Geçtiğimiz haftanın en önemli gündemlerinden biri iki genç kadının vahşice katledilmesi oldu. Büyük bir sarsıntı yaratan bu vahşi cinayetin ardından başta kadınlar, üniversiteli ve liseli gençler olmak üzere on binlerce insan, ürkütücü boyutlara gelen kadın cinayetlerini protesto etmek için meydanlara çıktı. Eylemler halen sürüyor.
Öte yandan ülkenin dört bir yanında işçiler, krizin faturasının sırtlarına bindirilmesine karşı, insanca çalışma ve yaşama koşulları için grev ve direnişler gerçekleştiriyorlar. Kölelik koşullarını kabul etmeyen Fernas maden işçileri örneğinde olduğu gibi kilometrelerce yolu yürüyerek direnişlerini Ankara sokaklarına taşıyorlar.
Doğamıza, suyumuza, toprağımıza göz koyan ve bunun için insan canına kastedecek kadar gözü dönmüş olan yerli ve yabancı maden şirketlerine karşı pek çok yerde köylüler ve çevreciler direniyorlar.
İnsana olduğu kadar doğadaki tüm canlılara da düşman olan siyasi iktidarın çıkardığı yasalardan vazife çıkararak hayvan katliamı yapanlara karşı yaşam savunucuları mücadeleyi büyütüyorlar.
İşçiler, gençler, kadınlar ve köylüler, baskı, zorbalık ve sömürüyle karşı karşıya kalan değişik toplumsal kesimler mücadelenin yolunu tutuyorlar.
Ülkenin her açıdan yangın yerine döndüğü bugün sokaklara çıkan ve direnen işçilerin, “yaşamak istiyoruz” diyen kadınların ve gençlerin, doğasına, toprağına sahip çıkan köylülerin hepsinin sorunlarının temelinde adına kapitalizm denilen bu baskı ve sömürü düzeni yatıyor. Bu düzenin sahibi olan sermaye sınıfı milyonlarca işçi ve emekçinin emeklerinin sömürüsü ile ayakta duruyor, yağma ve talandan besleniyor. Sorumlusu oldukları krizin faturasını işçi ve emekçilere ödetmeye çalışıyor. Sömürü düzenleri sürsün, bu politikalar kararlılıkla uygulansın diye baskı ve şiddeti bizlerin üzerinden eksik etmiyorlar. Demokratik hak ve özgürlüklerimizi gasbediyorlar.

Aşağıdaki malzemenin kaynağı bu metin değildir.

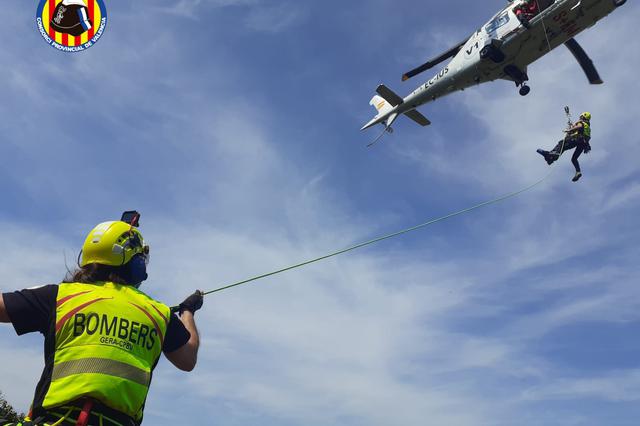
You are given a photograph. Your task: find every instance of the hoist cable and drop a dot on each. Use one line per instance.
(385, 237)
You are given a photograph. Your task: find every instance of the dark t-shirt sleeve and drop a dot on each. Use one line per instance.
(32, 309)
(177, 335)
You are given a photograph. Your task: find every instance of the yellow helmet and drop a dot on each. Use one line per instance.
(112, 243)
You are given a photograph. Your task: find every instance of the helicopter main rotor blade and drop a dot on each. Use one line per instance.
(433, 62)
(585, 62)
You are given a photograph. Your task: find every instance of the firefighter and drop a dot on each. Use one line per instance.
(578, 137)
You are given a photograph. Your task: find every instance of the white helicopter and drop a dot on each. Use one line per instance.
(500, 49)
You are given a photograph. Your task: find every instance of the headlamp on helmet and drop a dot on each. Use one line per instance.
(115, 243)
(586, 116)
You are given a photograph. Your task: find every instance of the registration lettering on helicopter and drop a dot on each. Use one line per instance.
(437, 77)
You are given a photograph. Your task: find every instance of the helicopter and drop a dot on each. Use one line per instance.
(500, 49)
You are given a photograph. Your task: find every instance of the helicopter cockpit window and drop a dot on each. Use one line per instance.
(499, 21)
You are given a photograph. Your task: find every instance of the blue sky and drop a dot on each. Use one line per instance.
(233, 126)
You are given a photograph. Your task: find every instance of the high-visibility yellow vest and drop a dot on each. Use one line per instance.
(108, 340)
(586, 130)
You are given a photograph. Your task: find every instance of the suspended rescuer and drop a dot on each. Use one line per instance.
(578, 137)
(102, 335)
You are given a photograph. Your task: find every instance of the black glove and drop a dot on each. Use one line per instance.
(192, 303)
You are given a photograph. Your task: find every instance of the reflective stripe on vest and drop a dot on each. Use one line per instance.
(108, 340)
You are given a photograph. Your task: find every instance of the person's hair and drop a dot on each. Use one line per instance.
(94, 272)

İşçiler, emekçiler, kadınlar ve gençler olarak bu düzene mahkûm değiliz!
Sermaye iktidarının tüm ezilen kesimlere dönük bu topyekûn saldırılarını ancak topyekûn bir mücadele ile püskürtebiliriz. Bugün parçalı, dağınık ve birbirinden ayrı kulvarlarda yürüyen tüm mücadeleler ise ancak işçi sınıfının merkezinde yer aldığı bir zeminde birleştirebilir. Yaşamı üreten emekçiler daha güçlü, daha örgütlü, daha kararlı bir biçimde ayağa kalktığında, birleşik, kitlesel ve devrimci bir sınıf hareketi yaratıldığında, diğer toplumsal mücadeleler de sağlam bir zemine oturabilir.
Bugün Türkiye kapitalizmi tarihinin en büyük krizlerinden birini yaşıyor. Ekonomik krizin faturası işçi sınıfına ve emekçilere çıkartılırken, sermaye sınıfına ise bizim sırtımızdan kaynak aktarılıyor. Servet ve sefalet arasındaki uçurum gün geçtikçe derinleşirken, bizlere yoksulluk, ağır çalışma ve yaşam koşulları dayatılıyor. Biriken öfke ve tepkiye rağmen işçi sınıfı henüz gerçek gücünü gösterebilmiş değil. Sermaye sınıfının yılları bulan çok yönlü kuşatması, işçi sınıfının öz örgütlülüğü olan sendikaların bizzat sermayenin ajanları olan sendika bürokratları tarafından ele geçirilmesi ve siyasi iktidarın uyguladığı baskı politikaları işçi hareketinin güçlenip diğer toplumsal kesimleri mücadele içinde birleştirmesini engelliyor.
İnsanca bir yaşam ve gelecek için işçi sınıfı bu ablukayı dağıtmak zorundadır! Bunu da ancak kendi gücümüze güvenerek, tabanda örgütlenerek, mücadelemizi diğer toplumsal kesimlerle ortaklaştırarak yapabiliriz. Ekonomik krizin faturasına ve bu faturayı ödetmek için uygulanan faşist baskı politikalarına karşı seferberlik zamanı!